I'm having trouble with an external hard drive I've got. 

It's 80gb.

I used to be able to turn on my computer, turn on the external hard drive, and plug in the USB and the computer would recognize it after a second or two. I could then open the drive in "My Comptuer" and see all my files.

Now, the computer doesn't recognize it when I plug in the USB.

I've done a search on the comptuer for the driver, and I can't find it anywhere.

I have the CD that came with it. It has several files, one of which is an .exe

But, when I try to open that file, nothing happens. I've tried to "Run" the CD from the start menu too, and it won't open. 

I've tried every conceivable sequence of turning on the comptuer 1st, then turning on the already connected external drive, turning on the external drive, then turning on the comptuer . . . no luck.

Any ideas?

Thanks in advance.


----------



## Nevada (Sep 9, 2004)

Hermit said:


> Now, the computer doesn't recognize it when I plug in the USB.
> 
> I've done a search on the comptuer for the driver, and I can't find it anywhere.
> 
> ...


It sounds like your operating system has dropped the driver for some reason, although you should still see the drive being detected when you plug it in. I suggest you check your Device Manager to see if there is an error with that device.
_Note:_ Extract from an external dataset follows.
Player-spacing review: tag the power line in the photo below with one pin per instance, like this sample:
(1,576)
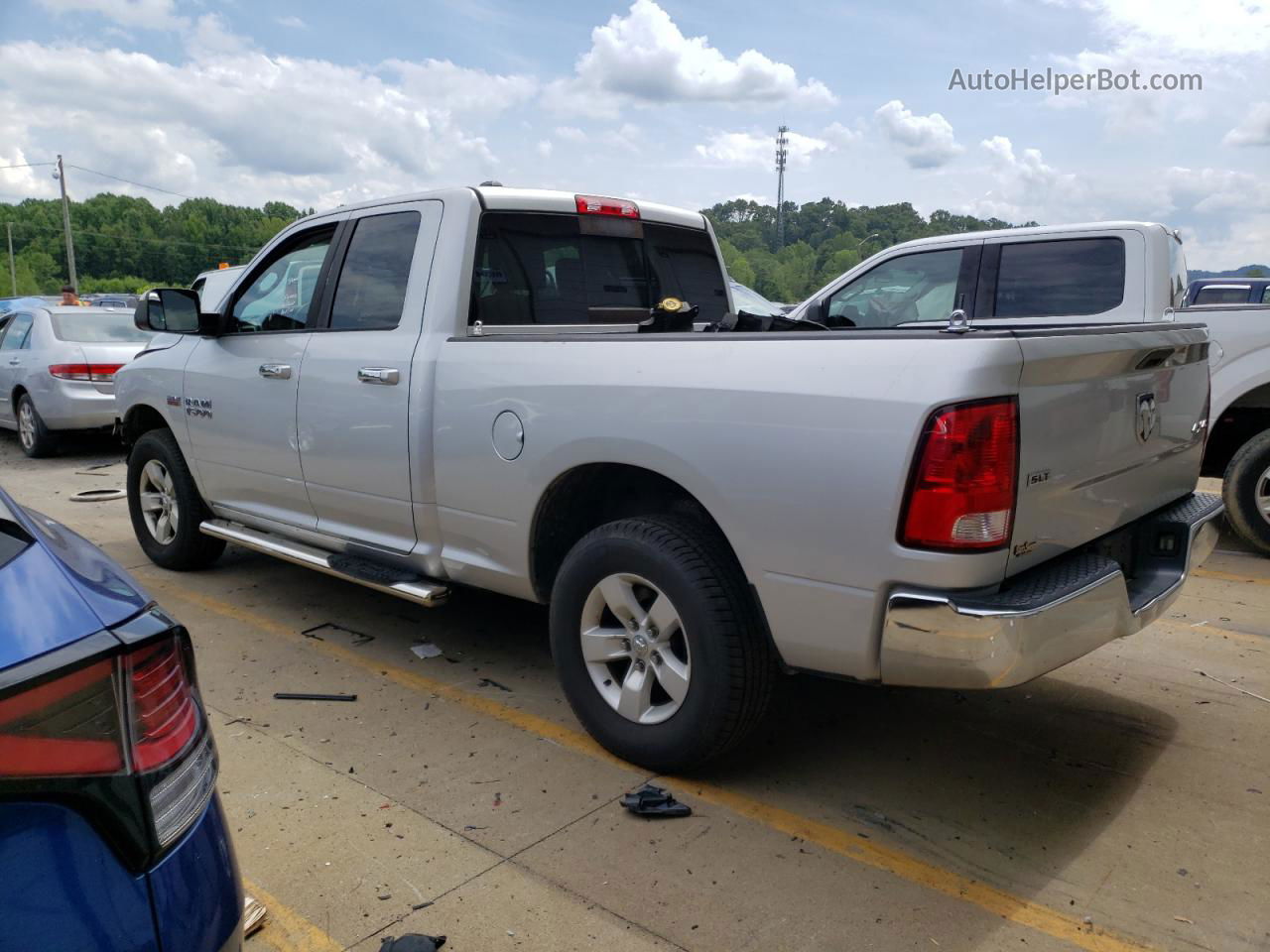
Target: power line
(130,181)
To do that, with the USB drive plugged-in, Right-click in the My Computer icon and select Properties. Select the Hardware tab and click the Device Manager button. Look around in that menu tree for the USB device to see if there is an error.
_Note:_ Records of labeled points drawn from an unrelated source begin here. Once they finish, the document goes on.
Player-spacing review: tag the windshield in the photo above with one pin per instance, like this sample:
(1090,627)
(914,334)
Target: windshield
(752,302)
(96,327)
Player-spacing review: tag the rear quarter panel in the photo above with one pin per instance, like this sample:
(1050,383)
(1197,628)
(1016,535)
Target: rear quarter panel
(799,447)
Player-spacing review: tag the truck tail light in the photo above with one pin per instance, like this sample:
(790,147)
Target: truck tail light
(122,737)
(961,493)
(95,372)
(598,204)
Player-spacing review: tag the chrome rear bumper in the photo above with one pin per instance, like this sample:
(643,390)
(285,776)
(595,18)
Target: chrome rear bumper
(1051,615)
There's a lot you aren't telling us though. You didn't say what operating system you use, and you didn't say which model of drive you have. However, I had no difficulty locating the AcomData website, and the driver download page:

http://www.acomdata.com/hdp/fs.html

Your driver CD is your best bet, but I don't know what you're doing wrong. You didn't say what the name of the exe file was, and I'm not sure why you didn't want to say. I don't even know how to "run" a CD from the Start Menu. I suggest you navigate to the CD with Windows Explorer and attempt to launch the installation from there.

It's also possible that your drive has gone bad and can no longer identify itself to your operating system.


----------



## WindowOrMirror (Jan 10, 2005)

yes, the more likely issue is that the USB shim on the drive enclosure backplane is "hosed" (technical term meaning: very unlikely to be resurrected).

You have anything else to test the drive in (plug it in internally somewhere?)

R


----------